Esas cajas rectangulares pasaban de nuevo a su lugar y, como se había producido un descuadre en el almacén ante la venta matutina, la línea se corregía y empezaba de nuevo por la otra a colocar el almacén y anotar en el libro de registro la necesidad de recurrir a ese proveedor si las ventas se repetían.
Daba para comer, para vivir con orden, para comprar lo necesario si se terciaba algún día ir al teatro, al cine o a tomar un chocolate con la madre, que era lo único que se permitía después del fallecimiento de Francisco.
Se hicieron los dos mayores en compañía. La madre se daba cuenta de que su hijo no tenía vida propia, y se quejaba siempre a él de eso, reprochándole al pobre hombre que estaba solo por ella, sin preguntarle nunca si acaso la soledad se la había proporcionado él mismo con mucho placer.
Al cabo del tiempo la madre enfermó y falleció. Ley de vida. Con la misma indolencia que aceptó la muerte de su padre, aceptó la de la madre.

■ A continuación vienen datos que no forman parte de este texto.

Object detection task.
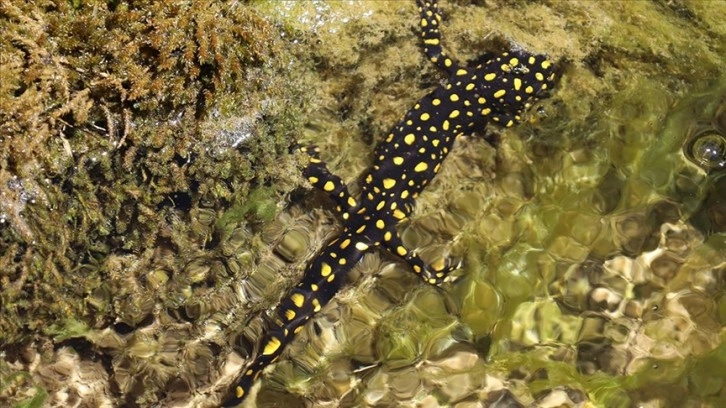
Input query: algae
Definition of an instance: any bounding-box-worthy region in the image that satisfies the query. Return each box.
[0,0,726,406]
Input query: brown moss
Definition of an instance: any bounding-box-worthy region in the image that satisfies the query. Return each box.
[0,1,305,402]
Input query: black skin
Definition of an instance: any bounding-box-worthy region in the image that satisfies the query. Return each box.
[224,0,557,406]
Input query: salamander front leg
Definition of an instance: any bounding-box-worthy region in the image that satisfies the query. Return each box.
[300,147,357,213]
[416,0,460,76]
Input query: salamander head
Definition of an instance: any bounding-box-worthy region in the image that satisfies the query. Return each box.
[477,50,558,126]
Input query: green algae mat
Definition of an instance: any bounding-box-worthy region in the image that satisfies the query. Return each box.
[0,0,726,407]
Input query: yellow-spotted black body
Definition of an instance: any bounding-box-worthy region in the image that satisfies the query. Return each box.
[225,0,556,406]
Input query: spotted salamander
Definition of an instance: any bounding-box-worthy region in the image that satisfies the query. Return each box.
[225,0,556,406]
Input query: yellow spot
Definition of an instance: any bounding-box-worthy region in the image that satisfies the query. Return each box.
[290,293,305,307]
[262,337,281,356]
[514,78,522,91]
[320,262,333,277]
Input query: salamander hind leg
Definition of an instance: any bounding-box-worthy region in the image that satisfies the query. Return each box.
[299,146,357,213]
[383,226,461,286]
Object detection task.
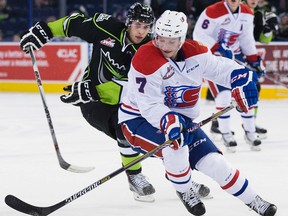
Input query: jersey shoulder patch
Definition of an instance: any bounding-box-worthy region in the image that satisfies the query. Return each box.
[240,3,253,15]
[206,1,228,19]
[132,41,167,75]
[93,13,125,33]
[181,40,208,58]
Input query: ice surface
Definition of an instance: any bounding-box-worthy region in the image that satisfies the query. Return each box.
[0,93,288,216]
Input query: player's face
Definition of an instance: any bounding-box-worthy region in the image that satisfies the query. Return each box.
[246,0,259,9]
[128,21,150,44]
[155,36,180,59]
[226,0,241,12]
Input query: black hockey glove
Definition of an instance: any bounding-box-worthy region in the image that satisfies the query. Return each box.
[264,12,279,33]
[60,80,99,106]
[20,21,53,53]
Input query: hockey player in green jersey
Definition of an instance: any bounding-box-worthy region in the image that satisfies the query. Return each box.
[20,3,209,202]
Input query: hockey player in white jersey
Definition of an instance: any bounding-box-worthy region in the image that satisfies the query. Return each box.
[193,0,265,152]
[118,10,277,216]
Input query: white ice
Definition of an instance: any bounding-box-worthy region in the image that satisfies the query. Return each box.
[0,93,288,216]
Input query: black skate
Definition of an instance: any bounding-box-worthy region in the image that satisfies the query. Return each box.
[244,131,262,151]
[247,196,277,216]
[176,188,206,216]
[127,173,155,202]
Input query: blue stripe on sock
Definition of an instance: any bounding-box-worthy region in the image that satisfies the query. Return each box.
[233,179,248,196]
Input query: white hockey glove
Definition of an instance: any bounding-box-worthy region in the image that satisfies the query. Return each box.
[264,12,279,33]
[60,80,99,106]
[20,21,53,53]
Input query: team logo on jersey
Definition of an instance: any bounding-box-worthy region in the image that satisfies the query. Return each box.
[100,37,115,47]
[221,17,231,25]
[96,13,111,22]
[164,86,201,108]
[163,66,175,80]
[187,64,199,73]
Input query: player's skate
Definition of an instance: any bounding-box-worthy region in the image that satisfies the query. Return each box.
[247,196,277,216]
[192,181,213,199]
[127,173,155,202]
[244,131,261,151]
[176,188,206,216]
[222,132,237,153]
[256,126,267,139]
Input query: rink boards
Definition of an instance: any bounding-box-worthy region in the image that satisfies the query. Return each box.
[0,42,288,99]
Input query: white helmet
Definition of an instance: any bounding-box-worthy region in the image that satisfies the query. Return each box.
[154,10,188,47]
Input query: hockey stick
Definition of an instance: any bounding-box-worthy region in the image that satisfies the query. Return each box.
[234,59,288,88]
[5,104,235,216]
[30,47,94,173]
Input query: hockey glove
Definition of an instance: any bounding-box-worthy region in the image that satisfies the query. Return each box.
[214,41,234,59]
[231,69,258,113]
[247,56,266,78]
[20,21,53,53]
[160,112,194,150]
[264,12,279,33]
[60,80,99,106]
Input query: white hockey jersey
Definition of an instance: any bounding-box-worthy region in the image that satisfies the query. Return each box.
[118,40,243,128]
[193,1,257,56]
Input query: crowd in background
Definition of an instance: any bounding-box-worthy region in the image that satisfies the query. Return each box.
[0,0,288,41]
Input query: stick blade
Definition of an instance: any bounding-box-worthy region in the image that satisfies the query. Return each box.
[5,195,47,216]
[66,164,95,173]
[56,153,95,173]
[5,195,63,216]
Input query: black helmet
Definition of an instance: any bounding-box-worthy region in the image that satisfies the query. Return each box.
[125,2,155,26]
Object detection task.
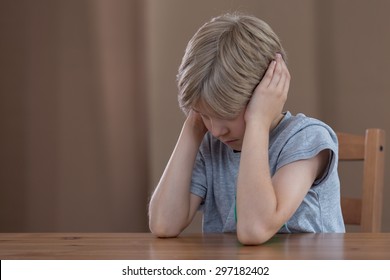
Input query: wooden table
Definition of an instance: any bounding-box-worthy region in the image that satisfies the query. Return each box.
[0,233,390,260]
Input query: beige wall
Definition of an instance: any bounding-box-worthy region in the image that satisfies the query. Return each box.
[0,0,390,231]
[0,0,149,232]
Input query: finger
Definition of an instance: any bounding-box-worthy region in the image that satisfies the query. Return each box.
[276,55,290,88]
[260,60,276,87]
[269,54,283,87]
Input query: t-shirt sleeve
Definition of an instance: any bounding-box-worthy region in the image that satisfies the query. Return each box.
[190,151,207,199]
[276,124,338,184]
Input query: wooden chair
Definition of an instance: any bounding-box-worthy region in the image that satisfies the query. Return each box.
[337,128,385,232]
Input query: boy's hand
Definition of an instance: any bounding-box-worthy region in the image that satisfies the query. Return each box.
[245,54,290,129]
[185,110,207,138]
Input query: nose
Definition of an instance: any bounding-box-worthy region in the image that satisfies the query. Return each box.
[210,120,229,138]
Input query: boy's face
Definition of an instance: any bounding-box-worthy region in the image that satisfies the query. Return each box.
[193,102,245,151]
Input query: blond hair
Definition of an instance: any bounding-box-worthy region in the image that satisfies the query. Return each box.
[177,14,286,118]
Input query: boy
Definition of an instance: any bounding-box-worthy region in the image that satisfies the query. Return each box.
[149,14,345,245]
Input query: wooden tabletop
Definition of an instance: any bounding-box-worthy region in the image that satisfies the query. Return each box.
[0,233,390,260]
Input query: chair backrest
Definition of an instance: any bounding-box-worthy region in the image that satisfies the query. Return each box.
[337,128,385,232]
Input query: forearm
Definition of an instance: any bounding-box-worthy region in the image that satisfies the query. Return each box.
[237,123,283,243]
[149,121,204,236]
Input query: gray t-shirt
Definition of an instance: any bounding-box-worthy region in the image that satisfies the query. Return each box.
[191,112,345,233]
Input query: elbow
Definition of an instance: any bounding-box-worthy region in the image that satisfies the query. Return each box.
[237,225,275,245]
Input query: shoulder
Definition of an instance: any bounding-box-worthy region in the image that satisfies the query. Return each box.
[271,112,337,147]
[270,112,338,173]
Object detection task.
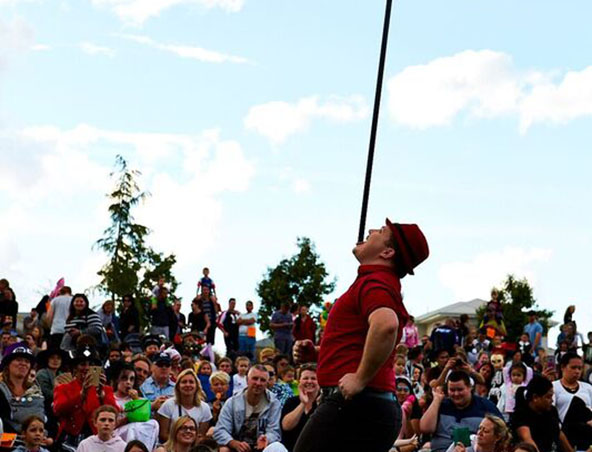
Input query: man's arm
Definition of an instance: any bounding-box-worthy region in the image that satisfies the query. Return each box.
[339,308,399,399]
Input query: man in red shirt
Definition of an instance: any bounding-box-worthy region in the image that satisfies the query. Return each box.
[294,219,429,452]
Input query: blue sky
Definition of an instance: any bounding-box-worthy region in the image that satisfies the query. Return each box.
[0,0,592,342]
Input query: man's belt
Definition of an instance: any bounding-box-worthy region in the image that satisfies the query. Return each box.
[321,386,396,402]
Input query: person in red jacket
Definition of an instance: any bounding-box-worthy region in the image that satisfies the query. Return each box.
[292,306,317,344]
[53,346,117,448]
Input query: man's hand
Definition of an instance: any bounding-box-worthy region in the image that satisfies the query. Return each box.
[339,374,365,400]
[292,339,318,363]
[228,439,251,452]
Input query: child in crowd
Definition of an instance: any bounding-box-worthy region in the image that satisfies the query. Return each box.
[497,362,533,422]
[76,405,126,452]
[197,267,216,295]
[232,356,251,395]
[13,415,47,452]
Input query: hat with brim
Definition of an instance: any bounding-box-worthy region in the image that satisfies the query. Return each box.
[386,218,430,278]
[0,342,35,371]
[37,347,70,369]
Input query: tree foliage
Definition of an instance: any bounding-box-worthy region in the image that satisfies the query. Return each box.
[477,275,553,342]
[257,237,335,331]
[95,155,177,322]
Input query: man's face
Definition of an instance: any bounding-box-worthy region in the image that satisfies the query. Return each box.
[134,361,150,385]
[563,358,584,384]
[95,411,115,440]
[353,225,394,263]
[448,380,471,408]
[247,368,269,396]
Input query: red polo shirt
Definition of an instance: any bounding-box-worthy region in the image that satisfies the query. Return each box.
[317,265,409,392]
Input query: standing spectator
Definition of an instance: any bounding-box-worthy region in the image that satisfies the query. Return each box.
[401,315,419,350]
[187,297,211,336]
[61,293,107,351]
[0,279,18,330]
[269,302,294,356]
[97,300,121,342]
[214,364,285,452]
[197,267,216,295]
[553,352,592,450]
[281,364,321,452]
[76,405,126,452]
[238,300,257,361]
[430,318,460,355]
[419,370,502,451]
[292,305,317,344]
[119,294,140,341]
[173,298,187,336]
[218,298,239,359]
[158,369,212,441]
[510,375,573,452]
[150,287,173,339]
[199,286,220,345]
[524,311,543,356]
[47,286,72,347]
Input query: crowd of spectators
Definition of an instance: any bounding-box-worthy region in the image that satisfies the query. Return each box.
[0,276,592,452]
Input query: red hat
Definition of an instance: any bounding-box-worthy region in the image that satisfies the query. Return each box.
[386,218,430,278]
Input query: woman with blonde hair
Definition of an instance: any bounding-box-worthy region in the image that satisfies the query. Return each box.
[154,416,198,452]
[446,414,512,452]
[157,369,212,441]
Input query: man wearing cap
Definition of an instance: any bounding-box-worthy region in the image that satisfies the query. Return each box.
[53,345,117,446]
[140,352,175,411]
[294,219,429,452]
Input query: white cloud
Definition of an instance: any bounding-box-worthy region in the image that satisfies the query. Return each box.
[78,41,115,58]
[438,247,552,300]
[118,34,249,64]
[244,96,369,144]
[92,0,245,25]
[387,50,592,133]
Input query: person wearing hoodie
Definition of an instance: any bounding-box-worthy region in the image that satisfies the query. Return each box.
[76,405,126,452]
[214,364,286,452]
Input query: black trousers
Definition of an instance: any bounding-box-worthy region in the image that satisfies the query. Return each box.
[294,391,402,452]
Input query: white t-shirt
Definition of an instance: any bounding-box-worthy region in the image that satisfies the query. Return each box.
[50,295,72,334]
[158,397,212,425]
[232,374,247,395]
[238,312,257,336]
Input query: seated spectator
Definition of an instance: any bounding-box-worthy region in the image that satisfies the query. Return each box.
[154,415,198,452]
[264,364,294,406]
[214,365,285,452]
[209,371,232,425]
[419,370,502,451]
[53,346,117,448]
[140,353,175,411]
[76,405,125,452]
[157,369,212,441]
[232,356,251,395]
[112,362,159,449]
[13,414,48,452]
[510,375,573,452]
[553,352,592,450]
[281,364,321,452]
[132,355,152,387]
[60,293,105,351]
[447,414,511,452]
[0,343,46,433]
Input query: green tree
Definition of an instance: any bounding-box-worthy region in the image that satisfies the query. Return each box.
[95,155,177,324]
[257,237,335,331]
[477,275,553,342]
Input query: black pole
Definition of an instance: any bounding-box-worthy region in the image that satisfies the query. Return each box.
[358,0,393,242]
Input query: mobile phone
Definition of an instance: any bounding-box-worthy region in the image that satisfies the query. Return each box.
[452,427,471,447]
[88,366,103,386]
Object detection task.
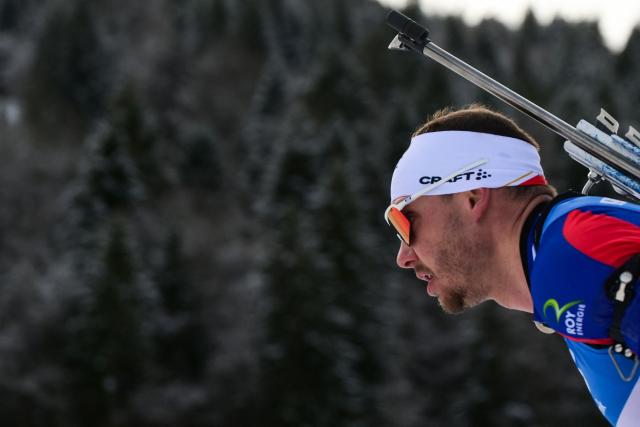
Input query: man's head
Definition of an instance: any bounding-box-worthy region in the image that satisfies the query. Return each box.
[388,105,555,313]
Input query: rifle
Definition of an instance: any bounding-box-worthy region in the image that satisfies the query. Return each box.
[387,10,640,201]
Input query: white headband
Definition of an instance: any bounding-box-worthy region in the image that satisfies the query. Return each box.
[391,131,547,201]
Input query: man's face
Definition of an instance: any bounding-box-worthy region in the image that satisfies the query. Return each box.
[396,195,493,313]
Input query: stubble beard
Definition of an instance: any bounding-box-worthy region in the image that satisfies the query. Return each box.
[435,214,494,314]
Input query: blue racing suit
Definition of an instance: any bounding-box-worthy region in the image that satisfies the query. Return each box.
[520,194,640,427]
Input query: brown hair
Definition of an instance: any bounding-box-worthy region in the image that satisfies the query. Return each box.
[413,104,557,200]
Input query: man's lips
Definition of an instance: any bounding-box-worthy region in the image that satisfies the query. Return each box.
[415,270,435,296]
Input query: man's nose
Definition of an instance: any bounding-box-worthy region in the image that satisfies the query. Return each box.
[396,242,417,268]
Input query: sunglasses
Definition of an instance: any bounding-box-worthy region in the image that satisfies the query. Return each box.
[384,159,489,245]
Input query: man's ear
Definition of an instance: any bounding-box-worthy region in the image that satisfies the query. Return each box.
[465,188,493,221]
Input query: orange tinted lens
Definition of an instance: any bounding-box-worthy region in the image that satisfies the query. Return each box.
[387,208,411,245]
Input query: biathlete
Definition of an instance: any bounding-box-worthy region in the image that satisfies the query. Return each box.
[384,106,640,427]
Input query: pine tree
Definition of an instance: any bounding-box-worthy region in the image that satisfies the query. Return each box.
[24,0,110,130]
[66,222,148,426]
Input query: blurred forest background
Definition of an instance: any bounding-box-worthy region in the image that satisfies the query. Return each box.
[0,0,640,427]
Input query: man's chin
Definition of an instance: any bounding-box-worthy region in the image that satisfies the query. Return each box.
[438,295,468,314]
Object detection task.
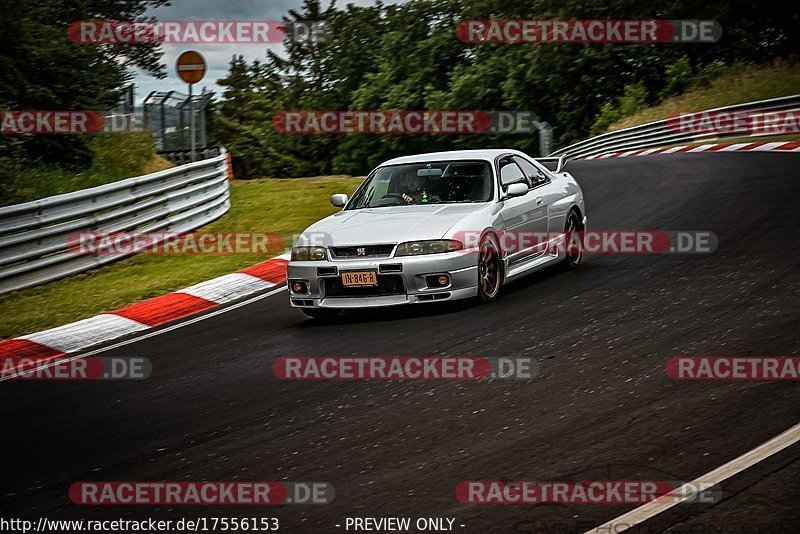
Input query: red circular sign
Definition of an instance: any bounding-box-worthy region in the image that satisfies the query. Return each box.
[175,50,206,84]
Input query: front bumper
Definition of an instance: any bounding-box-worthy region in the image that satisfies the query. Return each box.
[287,251,478,309]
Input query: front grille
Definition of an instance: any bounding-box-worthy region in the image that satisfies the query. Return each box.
[322,274,406,297]
[331,245,394,259]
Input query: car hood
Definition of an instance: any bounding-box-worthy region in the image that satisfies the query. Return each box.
[297,203,486,246]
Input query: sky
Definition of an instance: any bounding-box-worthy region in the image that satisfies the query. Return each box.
[133,0,402,105]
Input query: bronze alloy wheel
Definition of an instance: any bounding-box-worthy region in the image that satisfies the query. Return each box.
[564,210,585,269]
[478,235,501,302]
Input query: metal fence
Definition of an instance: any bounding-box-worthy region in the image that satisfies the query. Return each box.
[551,95,800,159]
[0,149,230,294]
[143,91,214,152]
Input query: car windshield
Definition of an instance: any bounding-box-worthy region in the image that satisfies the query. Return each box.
[347,161,492,209]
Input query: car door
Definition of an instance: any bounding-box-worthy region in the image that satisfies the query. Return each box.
[498,155,548,266]
[514,156,566,237]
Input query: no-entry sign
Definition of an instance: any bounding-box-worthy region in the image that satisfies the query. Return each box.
[175,50,206,85]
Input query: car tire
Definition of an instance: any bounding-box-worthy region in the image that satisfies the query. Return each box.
[478,234,503,302]
[300,308,341,321]
[561,210,585,271]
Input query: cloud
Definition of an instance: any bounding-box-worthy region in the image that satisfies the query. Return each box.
[133,0,405,104]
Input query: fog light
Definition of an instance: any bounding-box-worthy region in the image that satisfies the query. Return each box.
[425,274,450,287]
[291,280,308,293]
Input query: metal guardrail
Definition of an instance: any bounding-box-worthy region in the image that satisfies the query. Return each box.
[0,149,230,294]
[550,95,800,159]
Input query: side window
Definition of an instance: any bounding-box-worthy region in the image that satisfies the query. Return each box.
[514,156,550,187]
[500,158,530,189]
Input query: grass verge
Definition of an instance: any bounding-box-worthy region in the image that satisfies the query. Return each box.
[0,132,174,206]
[0,176,362,338]
[608,59,800,131]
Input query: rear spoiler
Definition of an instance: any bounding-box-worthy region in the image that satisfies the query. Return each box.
[533,156,567,173]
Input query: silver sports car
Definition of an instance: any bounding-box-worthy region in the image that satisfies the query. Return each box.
[287,150,586,318]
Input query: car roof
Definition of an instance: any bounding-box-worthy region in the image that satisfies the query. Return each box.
[380,148,527,167]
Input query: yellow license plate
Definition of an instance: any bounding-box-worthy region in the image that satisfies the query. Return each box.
[342,271,378,287]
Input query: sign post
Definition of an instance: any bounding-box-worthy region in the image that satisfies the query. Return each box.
[175,50,206,161]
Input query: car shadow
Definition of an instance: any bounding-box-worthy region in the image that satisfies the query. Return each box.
[298,262,602,328]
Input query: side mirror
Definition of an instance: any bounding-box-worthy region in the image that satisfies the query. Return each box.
[506,182,528,197]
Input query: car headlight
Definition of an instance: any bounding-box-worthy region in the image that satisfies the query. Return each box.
[292,247,326,261]
[394,239,464,257]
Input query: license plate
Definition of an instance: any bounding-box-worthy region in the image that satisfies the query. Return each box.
[342,271,378,287]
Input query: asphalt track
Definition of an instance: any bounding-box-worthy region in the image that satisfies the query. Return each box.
[0,153,800,533]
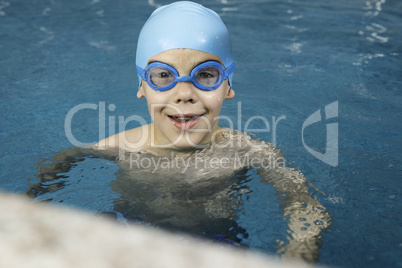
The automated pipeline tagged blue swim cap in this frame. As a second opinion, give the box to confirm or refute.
[136,1,233,88]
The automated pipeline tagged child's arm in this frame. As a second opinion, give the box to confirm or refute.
[26,147,112,198]
[260,167,331,262]
[245,140,331,262]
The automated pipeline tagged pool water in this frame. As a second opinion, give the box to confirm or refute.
[0,0,402,267]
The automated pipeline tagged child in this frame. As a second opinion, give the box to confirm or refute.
[98,1,235,151]
[30,1,330,261]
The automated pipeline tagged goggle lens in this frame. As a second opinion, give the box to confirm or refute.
[147,67,175,88]
[137,61,235,91]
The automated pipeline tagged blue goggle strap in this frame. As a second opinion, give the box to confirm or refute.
[136,61,236,91]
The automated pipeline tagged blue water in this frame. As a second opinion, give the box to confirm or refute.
[0,0,402,267]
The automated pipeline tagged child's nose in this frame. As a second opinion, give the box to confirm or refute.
[174,81,197,104]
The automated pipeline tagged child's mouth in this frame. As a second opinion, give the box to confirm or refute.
[168,114,202,130]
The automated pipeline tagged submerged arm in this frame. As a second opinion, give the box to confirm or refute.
[250,142,331,262]
[26,147,116,198]
[260,167,331,262]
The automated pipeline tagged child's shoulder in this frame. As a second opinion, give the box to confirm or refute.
[94,125,149,151]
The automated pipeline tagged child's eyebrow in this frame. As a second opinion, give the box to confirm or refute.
[147,59,223,69]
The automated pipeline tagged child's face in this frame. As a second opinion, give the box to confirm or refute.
[137,49,234,149]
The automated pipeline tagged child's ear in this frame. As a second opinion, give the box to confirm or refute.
[137,85,144,99]
[226,87,235,99]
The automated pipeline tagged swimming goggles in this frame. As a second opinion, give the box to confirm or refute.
[137,61,236,91]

La rutina del conteo diario, el orden, la disciplina, el saber que todo estaba en su lugar, le llenaba el alma. Los pagos hechos, los cobros, las comisiones, los viajantes, las facturas… nada que reprochar, hasta que una mañana entra en la tienda una persona que le pide el pie izquierdo de un zapato que hay en el escaparate. Un mocasín castellano del número 43 de color marrón, cosido a mano y hecho en España.
-       Perdone, vendemos pares completos.
-       Ya, pero yo sólo quiero el pie izquierdo. ¿Me lo vende?
El mundo se derrumbó. El castillo de naipes construido durante más de sesenta años se vino abajo.
-       ¿Qué hago con el otro zapato? ¿Cómo lo contabilizo? ¿Me puede dar la razón?
-       No. No hay razón alguna que quiera explicarle. Quiero el 43 de ese zapato del escaparate. Sólo ese zapato. Con el otro, puede usted hacer lo que quiera.
Se lo vendió y se quedó con un zapato en el almacén, sin caja, sin referencia, descabalado, en desorden.
Dos meses después, cerró el negocio.